New estimates put Ansarullah, the PLC, southern forces and tribal militias into numbers. But Yemen’s wars are not decided by headcount alone.
A new set of manpower estimates circulating from regional analysts gives a rare snapshot of Yemen’s battlefield balance. The numbers are striking: Ansarullah, also known as the Houthis, is said to have roughly 200,000 military personnel, with additional tribal forces and reserves. The Presidential Leadership Council and its allied formations are estimated across multiple groups: Homeland Shield Forces, coalition forces, pro-PLC tribal units, emergency forces, National Resistance Forces and Giants Brigades. The Southern Transitional Council alone is estimated at around 75,000 personnel.
If even broadly accurate, the figures show why Yemen is so difficult to resolve. There is no single “Yemeni army” facing one rebel group.

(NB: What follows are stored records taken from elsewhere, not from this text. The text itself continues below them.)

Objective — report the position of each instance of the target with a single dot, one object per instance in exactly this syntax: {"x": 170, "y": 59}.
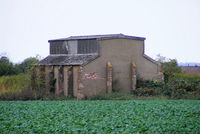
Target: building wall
{"x": 121, "y": 53}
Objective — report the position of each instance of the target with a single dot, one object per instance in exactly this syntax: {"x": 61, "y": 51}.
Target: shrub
{"x": 14, "y": 83}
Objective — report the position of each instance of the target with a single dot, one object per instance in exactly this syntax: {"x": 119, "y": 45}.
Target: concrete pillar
{"x": 66, "y": 77}
{"x": 56, "y": 76}
{"x": 133, "y": 76}
{"x": 48, "y": 70}
{"x": 75, "y": 80}
{"x": 109, "y": 77}
{"x": 80, "y": 95}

There are layered military ecosystems: ideological fighters, tribal mobilizations, Saudi-backed formations, UAE-linked southern forces, local security units, anti-Houthi factions, emergency forces and regional militias.
That fragmentation matters more than the headline numbers. A force of 200,000 on paper may not equal 200,000 deployable, disciplined fighters. A 40,000-person formation may be effective in one region and irrelevant in another. Tribal fighters may mobilize quickly but also change loyalty depending on local grievance, money, honor, or fear. Yemen is not a spreadsheet war.

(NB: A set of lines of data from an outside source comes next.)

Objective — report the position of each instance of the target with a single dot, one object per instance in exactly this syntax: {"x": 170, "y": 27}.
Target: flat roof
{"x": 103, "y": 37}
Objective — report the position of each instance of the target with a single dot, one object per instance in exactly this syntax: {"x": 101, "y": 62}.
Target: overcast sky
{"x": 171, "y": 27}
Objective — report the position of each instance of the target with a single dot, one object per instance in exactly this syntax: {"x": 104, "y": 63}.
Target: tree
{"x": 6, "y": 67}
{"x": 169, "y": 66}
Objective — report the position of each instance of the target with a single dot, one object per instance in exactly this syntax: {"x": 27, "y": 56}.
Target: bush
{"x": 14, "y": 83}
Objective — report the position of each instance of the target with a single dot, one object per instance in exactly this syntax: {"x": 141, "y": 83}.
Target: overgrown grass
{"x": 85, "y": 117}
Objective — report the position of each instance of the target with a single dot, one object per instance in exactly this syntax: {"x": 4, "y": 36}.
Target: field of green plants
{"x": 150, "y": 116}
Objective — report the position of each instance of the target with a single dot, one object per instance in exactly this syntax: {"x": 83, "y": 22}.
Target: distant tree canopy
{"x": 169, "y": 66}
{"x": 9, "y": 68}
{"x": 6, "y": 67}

Ansarullah’s strength is not only manpower. It has a centralized command culture, ideological messaging, missile and drone capabilities, experience surviving years of air war, and control over heavily populated northern areas. Its weakness is economic exhaustion, international isolation, and the burden of governing under sanctions and scarcity.

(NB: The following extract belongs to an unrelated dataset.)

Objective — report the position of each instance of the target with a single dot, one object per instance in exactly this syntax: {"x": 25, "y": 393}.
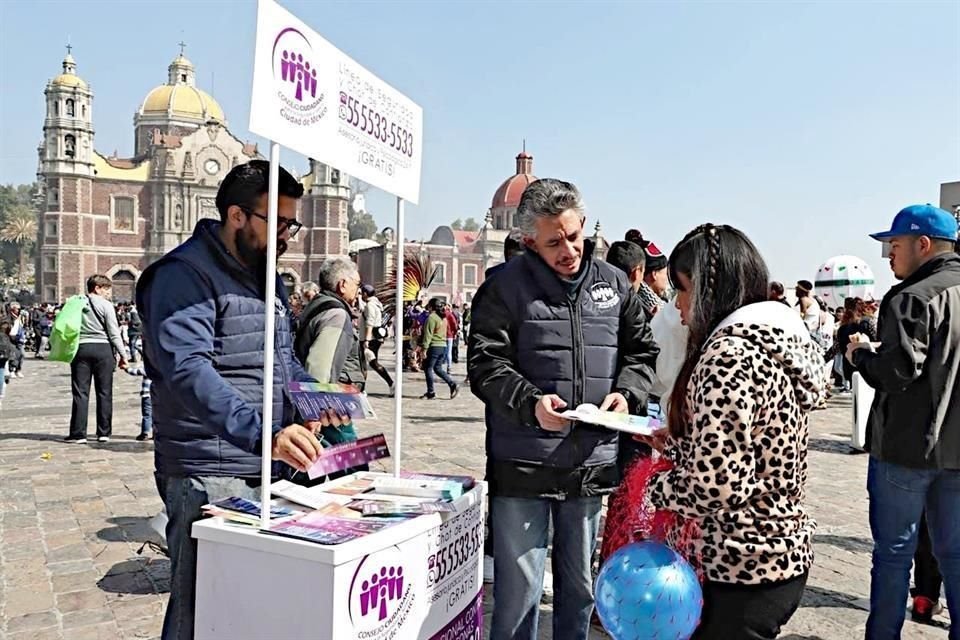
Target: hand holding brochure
{"x": 349, "y": 454}
{"x": 637, "y": 425}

The PLC side has access to Saudi support, logistics networks and multiple armed formations. But its weakness is fragmentation. The PLC is a coalition of necessity, not a unified state. The Southern Transitional Council has its own priorities, including southern autonomy. The National Resistance Forces, Giants Brigades and tribal formations do not always share the same political end state.
This is why a new Yemen war could be messy fast. If Ansarullah and Saudi-backed forces clash openly, the STC may align tactically with the PLC, but that does not erase southern ambitions. Tribal forces may respond to immediate threats rather than national strategy. Saudi Arabia may push for containment rather than full-scale war, while Iran may see the Yemeni front as leverage against U.S. pressure on Hormuz.
The manpower estimates also matter for the Bab el-Mandeb. Yemen’s internal balance affects one of the world’s most important maritime chokepoints. If Ansarullah feels pressured in the north or sees a chance to pressure Saudi Arabia and the United States, it can activate maritime threats. If Saudi-backed forces advance, Ansarullah may retaliate at sea.
The big mistake would be assuming numbers alone predict victory. Yemen’s terrain, tribal politics, logistics, weapons quality, morale and outside support matter just as much. The side that can hold roads, mountains, ports and supply lines may outperform the side with the larger roster.
The numbers do show one thing clearly: Yemen has enough armed men for a much larger war. After years of ceasefires, partial de-escalation and diplomatic theater, the military infrastructure never disappeared. It paused, adapted and waited.
The question now is whether regional escalation around Iran, Hormuz and Saudi Arabia turns Yemen from a frozen front into the next active theater.